Sunday, July 16, 2017


There are times in our lives when in order to complete a task on our bucket list we would need a bucket with a much larger opening. One of those events which has remained unfulfilled on my personal bucket list is to make a hole in one while playing a round of golf.

This desire has brought frustration from coming close, but as the saying goes ‘no cigar’, being fearful that I might make a hole in one when I was playing by myself and would have no witness and imagining the personal joy I might feel as I witnessed others having this experience.

Kathleen once shared a ditty from Mark Twain which said, ‘to get the full value of joy you must have someone to divide it with’.
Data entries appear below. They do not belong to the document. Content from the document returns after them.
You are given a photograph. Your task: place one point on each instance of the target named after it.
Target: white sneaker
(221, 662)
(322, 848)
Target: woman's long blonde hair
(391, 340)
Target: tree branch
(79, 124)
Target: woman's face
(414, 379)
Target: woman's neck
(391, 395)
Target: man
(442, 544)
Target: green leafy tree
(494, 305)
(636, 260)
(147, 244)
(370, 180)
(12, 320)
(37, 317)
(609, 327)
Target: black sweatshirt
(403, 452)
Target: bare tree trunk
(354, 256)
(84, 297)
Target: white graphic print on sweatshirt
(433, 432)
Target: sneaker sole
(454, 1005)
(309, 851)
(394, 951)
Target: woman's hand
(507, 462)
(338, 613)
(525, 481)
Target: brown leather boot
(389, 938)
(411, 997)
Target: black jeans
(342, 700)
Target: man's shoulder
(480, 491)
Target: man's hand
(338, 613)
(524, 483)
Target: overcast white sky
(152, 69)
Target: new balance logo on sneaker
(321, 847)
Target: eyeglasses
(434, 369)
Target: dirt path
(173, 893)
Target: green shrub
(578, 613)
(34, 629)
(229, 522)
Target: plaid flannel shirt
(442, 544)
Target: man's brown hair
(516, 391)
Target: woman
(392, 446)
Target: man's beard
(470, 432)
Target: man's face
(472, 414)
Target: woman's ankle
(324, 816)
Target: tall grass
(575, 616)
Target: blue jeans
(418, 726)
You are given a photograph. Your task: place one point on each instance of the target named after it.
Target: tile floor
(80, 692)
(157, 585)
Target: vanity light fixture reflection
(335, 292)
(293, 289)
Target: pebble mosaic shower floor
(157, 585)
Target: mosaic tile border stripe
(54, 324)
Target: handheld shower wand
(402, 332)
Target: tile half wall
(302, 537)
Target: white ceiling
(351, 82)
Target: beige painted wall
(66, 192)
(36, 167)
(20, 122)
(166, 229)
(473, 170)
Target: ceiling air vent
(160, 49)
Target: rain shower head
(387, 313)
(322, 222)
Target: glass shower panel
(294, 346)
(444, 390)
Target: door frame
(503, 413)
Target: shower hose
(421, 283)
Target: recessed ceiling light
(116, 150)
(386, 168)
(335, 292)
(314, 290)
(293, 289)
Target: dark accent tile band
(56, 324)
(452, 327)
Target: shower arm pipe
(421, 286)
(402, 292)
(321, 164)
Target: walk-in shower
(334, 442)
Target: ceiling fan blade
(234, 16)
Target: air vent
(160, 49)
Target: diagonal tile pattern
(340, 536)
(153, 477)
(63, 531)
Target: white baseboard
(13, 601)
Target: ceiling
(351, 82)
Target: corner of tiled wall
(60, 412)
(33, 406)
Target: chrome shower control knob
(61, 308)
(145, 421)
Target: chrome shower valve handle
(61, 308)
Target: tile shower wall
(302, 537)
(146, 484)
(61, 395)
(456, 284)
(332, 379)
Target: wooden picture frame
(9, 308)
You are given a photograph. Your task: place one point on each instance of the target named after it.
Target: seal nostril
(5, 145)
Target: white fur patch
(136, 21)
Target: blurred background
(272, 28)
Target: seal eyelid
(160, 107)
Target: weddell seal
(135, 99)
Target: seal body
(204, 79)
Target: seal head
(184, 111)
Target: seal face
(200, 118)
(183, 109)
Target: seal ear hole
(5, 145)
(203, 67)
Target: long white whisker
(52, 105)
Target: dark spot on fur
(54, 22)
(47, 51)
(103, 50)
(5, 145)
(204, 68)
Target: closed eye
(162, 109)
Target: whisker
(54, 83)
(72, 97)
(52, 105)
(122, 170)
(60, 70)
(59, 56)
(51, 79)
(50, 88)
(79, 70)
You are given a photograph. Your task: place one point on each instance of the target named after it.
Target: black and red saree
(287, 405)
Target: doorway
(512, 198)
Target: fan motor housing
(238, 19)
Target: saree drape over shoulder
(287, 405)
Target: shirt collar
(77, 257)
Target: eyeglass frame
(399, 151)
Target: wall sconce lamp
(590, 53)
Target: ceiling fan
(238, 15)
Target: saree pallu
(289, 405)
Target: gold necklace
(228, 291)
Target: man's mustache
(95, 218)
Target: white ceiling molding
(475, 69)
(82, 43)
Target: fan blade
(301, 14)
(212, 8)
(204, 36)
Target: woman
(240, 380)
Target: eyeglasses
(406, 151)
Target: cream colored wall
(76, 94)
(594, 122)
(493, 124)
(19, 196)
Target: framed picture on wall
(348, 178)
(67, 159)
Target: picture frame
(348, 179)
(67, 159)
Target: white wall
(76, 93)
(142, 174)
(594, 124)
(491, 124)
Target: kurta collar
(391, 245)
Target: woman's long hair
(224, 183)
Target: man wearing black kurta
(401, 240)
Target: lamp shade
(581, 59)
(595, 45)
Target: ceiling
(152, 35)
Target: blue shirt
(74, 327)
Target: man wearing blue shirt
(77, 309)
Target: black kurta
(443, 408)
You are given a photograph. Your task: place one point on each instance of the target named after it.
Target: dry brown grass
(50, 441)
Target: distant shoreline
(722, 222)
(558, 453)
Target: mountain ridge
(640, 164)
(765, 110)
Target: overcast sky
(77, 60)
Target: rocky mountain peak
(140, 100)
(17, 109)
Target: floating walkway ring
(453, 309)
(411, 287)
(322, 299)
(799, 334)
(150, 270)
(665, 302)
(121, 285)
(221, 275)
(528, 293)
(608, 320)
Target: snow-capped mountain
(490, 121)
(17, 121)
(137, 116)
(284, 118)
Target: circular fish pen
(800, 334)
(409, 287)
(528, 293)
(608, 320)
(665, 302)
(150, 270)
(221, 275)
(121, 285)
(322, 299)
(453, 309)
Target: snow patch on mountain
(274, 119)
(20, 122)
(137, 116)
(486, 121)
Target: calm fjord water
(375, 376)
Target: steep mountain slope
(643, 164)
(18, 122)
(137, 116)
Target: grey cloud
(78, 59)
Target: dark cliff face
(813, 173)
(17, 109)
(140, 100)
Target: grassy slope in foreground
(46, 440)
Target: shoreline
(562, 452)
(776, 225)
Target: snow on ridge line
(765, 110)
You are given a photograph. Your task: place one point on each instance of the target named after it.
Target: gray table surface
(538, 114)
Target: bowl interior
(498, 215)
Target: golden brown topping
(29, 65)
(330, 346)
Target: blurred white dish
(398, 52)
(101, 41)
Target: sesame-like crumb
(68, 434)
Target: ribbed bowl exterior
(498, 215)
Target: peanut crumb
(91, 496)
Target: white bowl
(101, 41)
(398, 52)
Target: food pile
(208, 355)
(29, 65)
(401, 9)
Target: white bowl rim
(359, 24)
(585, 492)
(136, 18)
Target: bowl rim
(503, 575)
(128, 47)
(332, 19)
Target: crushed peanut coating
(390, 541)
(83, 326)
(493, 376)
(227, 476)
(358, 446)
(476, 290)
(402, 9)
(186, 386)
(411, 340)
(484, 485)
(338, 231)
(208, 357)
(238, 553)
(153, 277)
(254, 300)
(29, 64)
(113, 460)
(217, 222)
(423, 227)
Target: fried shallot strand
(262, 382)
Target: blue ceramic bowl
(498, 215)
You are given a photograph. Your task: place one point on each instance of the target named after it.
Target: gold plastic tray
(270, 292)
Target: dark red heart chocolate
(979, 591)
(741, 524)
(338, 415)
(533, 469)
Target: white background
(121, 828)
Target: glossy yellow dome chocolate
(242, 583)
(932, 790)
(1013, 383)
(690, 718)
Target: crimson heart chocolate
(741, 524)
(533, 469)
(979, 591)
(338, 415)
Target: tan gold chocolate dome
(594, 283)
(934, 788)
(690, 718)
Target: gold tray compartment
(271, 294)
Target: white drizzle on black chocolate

Even though it might seem like a shallow thing to some and it may be more symbolic than actual, I know making a hole in one while golfing alone would bring a minimal amount of joy which would be trebled if I were playing with a group of three friends.

During the final years of her life when my mother was living alone as a widow, she would often express her feelings about her life by using some word or another which added up to her being lonely. Each time I would hear her expressing these emotions the thought of a life without someone to divide not only the joys of a given day, but also the frustrations, fears, successes and failures which make up the hours of our days would fill my thoughts.

I suspect it has happened, but I would have to stretch the capabilities of my memory to discover when, that there has been a day in my life when I have not read something about the benefit of having someone to divide your life’s experiences with.

Even though many of these remembrances involve married couples, they often extend the benefits of the division of life’s experience to every kind of close, constant and continual relationship including dogs, cats and birds. Knowing the importance of having others in one’s life gives an additional meaning to the expression ‘no man is an island’. Maybe even expanding it to mean no man should be an island.

As I have pondered this principle of the multiplying of joy by dividing it with another, I have felt impressed that oneness can never be accomplished by one, that loneliness is always a result of being alone and that the amplification of emotional responses needs the synergistic boost of numbers.

As we expand the principle of multiplying by division we see examples of this everywhere in the Kingdom of God.

This is manifest in the unifying divisions of the Godhead. Bruce R. McConkie referred to Heavenly Father as God the Creator, Jesus the Christ as God the Redeemer and the Holy Spirit as God the Testator. Because the task of one is divided among all, totality becomes a reality.

In God’s earthly Kingdom we see the office of Bishop being made whole by the divisions of bishopric assignments and Presidents made complete because they preside in presidencies.

Besides taking a few minutes to ponder the importance of having significant others constantly in our lives, Elder Maxwell also gives us the following points to ponder about how we can make relationships more meaningful:

Recognize that our continued presence is often needed as part of the learning environment of others

Always assume that what others have to say is worth listening to

Learning to wait upon others as they go through their own trials of faith

Stretch out moments of sweetness

Valuing people for who they are, what they have to say and what they have to contribute

Detoxify our disappointments

Take the radioactivity out of our resentments

We can't take many steps along this journey of multiplying the joys of life by dividing them with others without coming to the realization that we increase the velocity of turning one into oneness when the concentration of our efforts shifts from our egocentric tendencies and becomes centered on others, especially that other who will make of us a whole.

The expansion of the glory of God comes through His work of bringing to pass the immortality and eternal lives of his children.

A Bishop begins to magnify his stewardship when he quits worrying about how the members of his ward perceive him and places his concerns upon the needs of the flock over which he has been assigned to minister.

A husband or wife begins to find a fullness in their marriage when their concern shifts from what am I getting out of this union to what am I contributing to the advancement of my spouse.

All relationships find a fuller meaning when our efforts are upon thee and thy progress rather than upon me and my advancement.

In the February 1985 issue of the Ensign Magazine president Gordon B. Hinckley reminded us that our task should be continually expanding to encircle as many as possible in our effort to multiply joy by dividing it among as many as possible.

I remember interviewing a discouraged missionary. He was having trouble with a language which was not his own. He had lost the spirit of his work and wanted to go home. He was one of 180 missionaries in that mission.

I told him that if he were to go home he would break faith with his 179 companions. Every one of them was his friend. Every one of them would pray for him, fast for him, and do almost anything else to help him. They would work with him. They would teach him. They would get on their knees with him. That’s what each of us must do for one another.

Paul wrote to the Romans, “We then that are strong ought to bear the infirmities of the weak.” And then he added these significant words, “And not to please ourselves.” (Romans 15:1).

I don't believe it falls in the realm of magic or miraculous, but it seems to be an eternal law, my personal magnitude will always be dependent upon how much I can divide the joy of my works among my fellow beings.